Raclette is a cheese from Switzerland made with whole cow's milk. It has a thin, brownish-orange rind and a firm, supple body that is ivory to light yellow with few, if any, holes. It is classified as semi-hard. Raclette has a very distinctive flavor; nutty, slightly acidic, aromatic and similar to Gruyere-type cheeses. The rind is edible. It melts well and is used in many casseroles. It can be used in grilled cheese sandwiches, too.
Watch Now: How to Throw a Raclette Party
Raclette dinners are very popular because they are so easy to make. Slices of Raclette cheese are melted in small pans, then eaten with boiled potatoes, pickles and dried meats. The cheese was originally melted from the whole wheel in front of the fire, then scraped onto the plate, but now, a tabletop appliance is popular.
Buying Raclette Cheese
If you are in Switzerland, a visit to Chateau de Villa in Sierre for a dinner of "Bratchäs" or Raclette is a very good idea.
How Raclette is Made
Raclette is a cheese from Switzerland which is made in several districts (Kanton) north of the Alps. It is made from pasteurized cows' milk except in Valais canton or Wallis canton, where it is made with raw milk.
It has a light brown-tinted, edible rind and a buttery, smooth interior that is ivory to light yellow with few, if any, holes. It is 45% fat (dry weight). Raclette has a very distinctive flavor; nutty, aromatic and similar to Gruyere-type cheeses. The flavor of handmade raclette varies with the season and what the cows are fed. Large-batch raclette has the same flavor all year long.
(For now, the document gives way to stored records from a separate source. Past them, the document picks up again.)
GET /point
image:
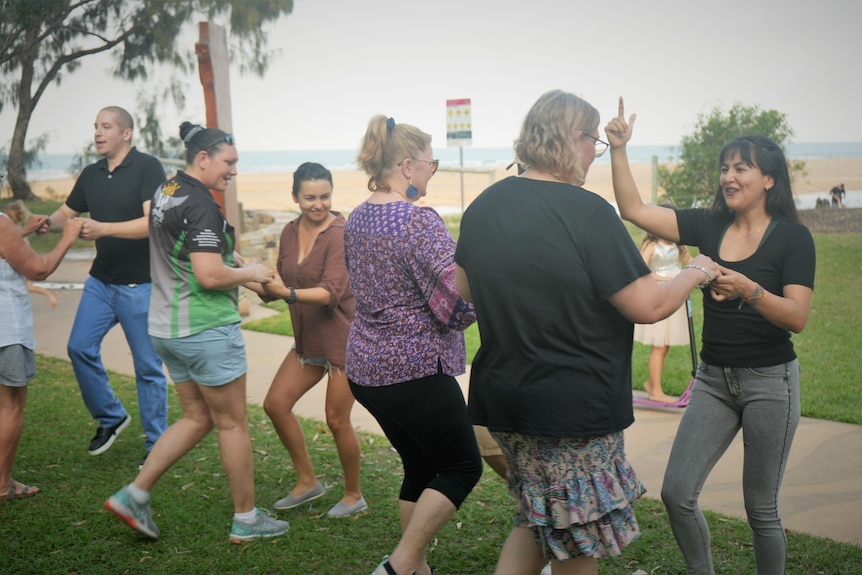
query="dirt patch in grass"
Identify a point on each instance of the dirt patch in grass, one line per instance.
(832, 220)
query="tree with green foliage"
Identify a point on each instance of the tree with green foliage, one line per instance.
(40, 40)
(694, 179)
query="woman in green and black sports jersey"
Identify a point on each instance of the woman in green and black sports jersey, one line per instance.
(194, 326)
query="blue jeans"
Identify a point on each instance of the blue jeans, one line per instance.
(764, 402)
(102, 306)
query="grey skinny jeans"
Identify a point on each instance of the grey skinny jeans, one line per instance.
(764, 402)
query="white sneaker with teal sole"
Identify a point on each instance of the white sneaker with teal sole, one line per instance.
(138, 516)
(265, 525)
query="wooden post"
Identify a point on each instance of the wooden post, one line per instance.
(214, 67)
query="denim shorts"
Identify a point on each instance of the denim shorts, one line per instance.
(17, 365)
(212, 357)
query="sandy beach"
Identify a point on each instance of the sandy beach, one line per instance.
(271, 191)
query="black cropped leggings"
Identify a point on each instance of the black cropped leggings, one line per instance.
(425, 420)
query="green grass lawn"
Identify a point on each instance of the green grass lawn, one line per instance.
(66, 530)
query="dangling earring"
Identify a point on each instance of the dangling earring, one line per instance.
(412, 191)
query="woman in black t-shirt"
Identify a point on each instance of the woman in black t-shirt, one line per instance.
(748, 377)
(557, 283)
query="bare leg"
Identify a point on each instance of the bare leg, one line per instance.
(420, 522)
(291, 382)
(227, 405)
(179, 438)
(521, 554)
(339, 403)
(12, 400)
(656, 366)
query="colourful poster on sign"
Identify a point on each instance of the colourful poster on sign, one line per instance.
(459, 123)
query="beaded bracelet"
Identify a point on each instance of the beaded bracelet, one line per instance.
(708, 279)
(755, 296)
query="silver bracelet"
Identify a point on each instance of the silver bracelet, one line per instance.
(708, 279)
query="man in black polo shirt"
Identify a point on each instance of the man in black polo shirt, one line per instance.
(116, 191)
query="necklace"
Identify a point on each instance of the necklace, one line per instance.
(754, 232)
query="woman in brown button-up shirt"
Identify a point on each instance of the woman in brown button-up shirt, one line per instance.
(314, 282)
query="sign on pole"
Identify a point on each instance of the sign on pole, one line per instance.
(459, 123)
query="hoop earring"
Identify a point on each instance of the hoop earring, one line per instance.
(412, 191)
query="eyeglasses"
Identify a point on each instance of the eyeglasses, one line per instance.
(227, 138)
(433, 163)
(601, 145)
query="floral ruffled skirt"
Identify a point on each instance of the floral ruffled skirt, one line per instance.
(575, 494)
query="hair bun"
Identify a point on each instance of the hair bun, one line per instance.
(188, 131)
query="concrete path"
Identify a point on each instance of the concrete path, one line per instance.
(821, 494)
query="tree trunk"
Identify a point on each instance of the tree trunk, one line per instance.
(16, 170)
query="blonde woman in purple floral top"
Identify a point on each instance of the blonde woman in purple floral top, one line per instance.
(406, 342)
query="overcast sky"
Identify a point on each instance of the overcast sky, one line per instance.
(342, 61)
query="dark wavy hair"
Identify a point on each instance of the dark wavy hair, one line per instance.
(762, 153)
(309, 171)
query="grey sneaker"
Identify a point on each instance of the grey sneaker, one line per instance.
(341, 509)
(139, 517)
(290, 501)
(265, 525)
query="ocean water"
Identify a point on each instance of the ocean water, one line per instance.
(60, 165)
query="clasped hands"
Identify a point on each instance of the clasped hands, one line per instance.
(725, 283)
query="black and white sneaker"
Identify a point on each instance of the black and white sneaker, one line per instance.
(105, 436)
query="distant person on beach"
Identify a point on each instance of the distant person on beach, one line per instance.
(19, 214)
(312, 279)
(406, 342)
(748, 376)
(557, 283)
(194, 324)
(18, 265)
(116, 191)
(665, 260)
(836, 196)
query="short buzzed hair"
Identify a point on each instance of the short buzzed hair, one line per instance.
(124, 119)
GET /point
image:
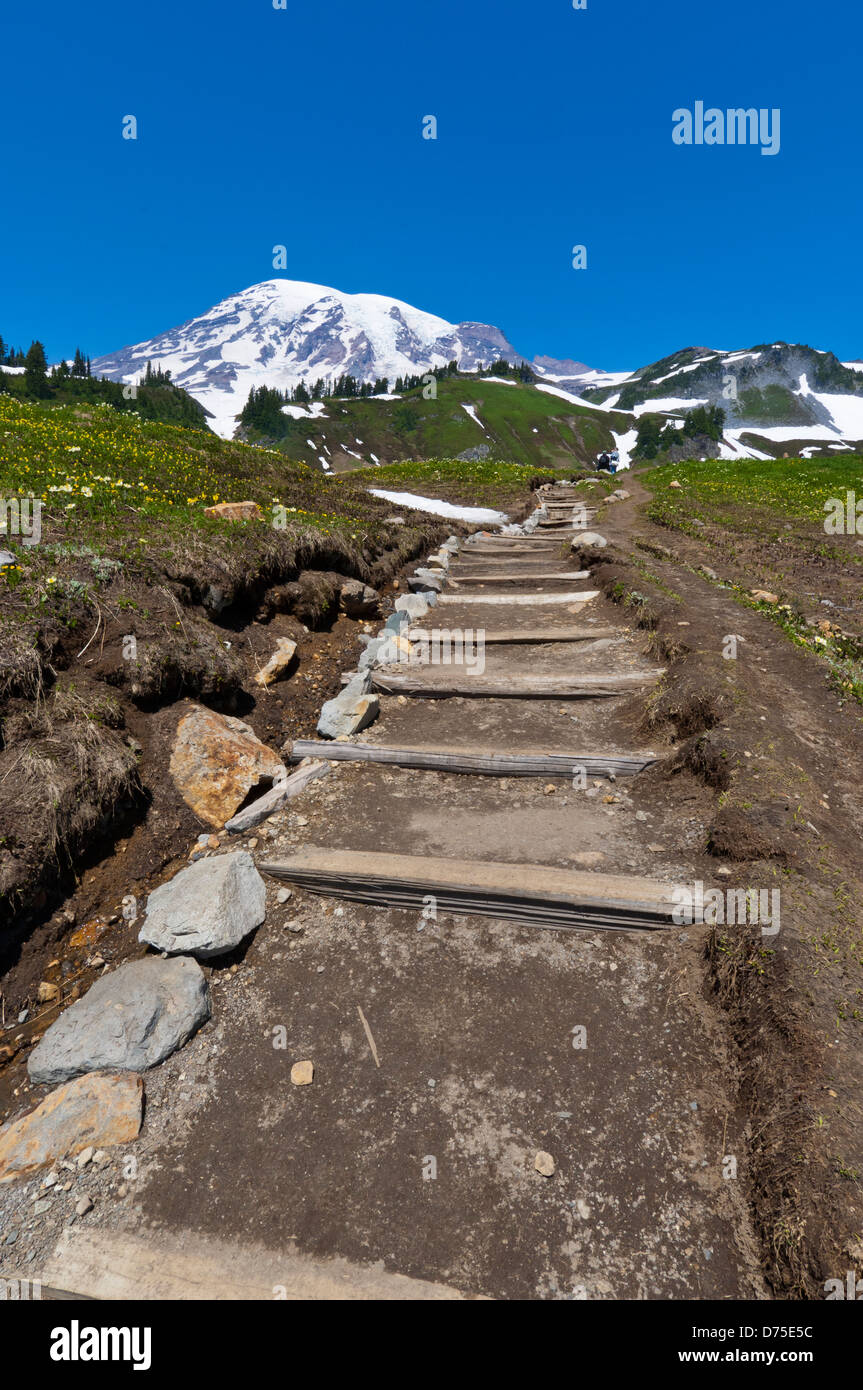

Since the word, raclette, cannot be linked to a specific town or area and cannot be protected, look for authentic Swiss raclette if you want the best cheese experience.
The flavor is created by using good quality milk, preferably from grass-fed cows, and special bacterial strains which create lactic acid and secondary metabolic, flavor products. It does not undergo a propionic acid fermentation (which Emmentaler does) and therefore has no/few holes. The pressed cheese wheel is soaked in a salt brine, smeared with a mixture of yeast and coryneform bacteria (gram positive rods) and then placed in a cellar on red pine benches for ripening. These wooden shelves may color and help create the Schmiere or moist rind. This tradition at the very least helps the cellar retain a certain atmosphere conducive to cheese maturation. It is aged for three to six months.
Raclette has very good melting properties since the fat content does not separate and pool as grease. This makes it a good cheese to use as a casserole topper or in the famous and delicious raclette dinner. Very popular on New Year's Eve in Germany, a Raclette party takes almost no time to prepare and tastes great, since you are just browning the cheese and pouring onto your plate to eat with potatoes and pickles. Buy the cheese ahead of time, it tends to sell out around the end of the year.
In German-speaking Switzerland, raclette is also known as Bratchäs, pronounced with a hard ch like "k." It means "grilled cheese." It has been a Swiss specialty since at least 1291 AD when William Tell was purported to eat it.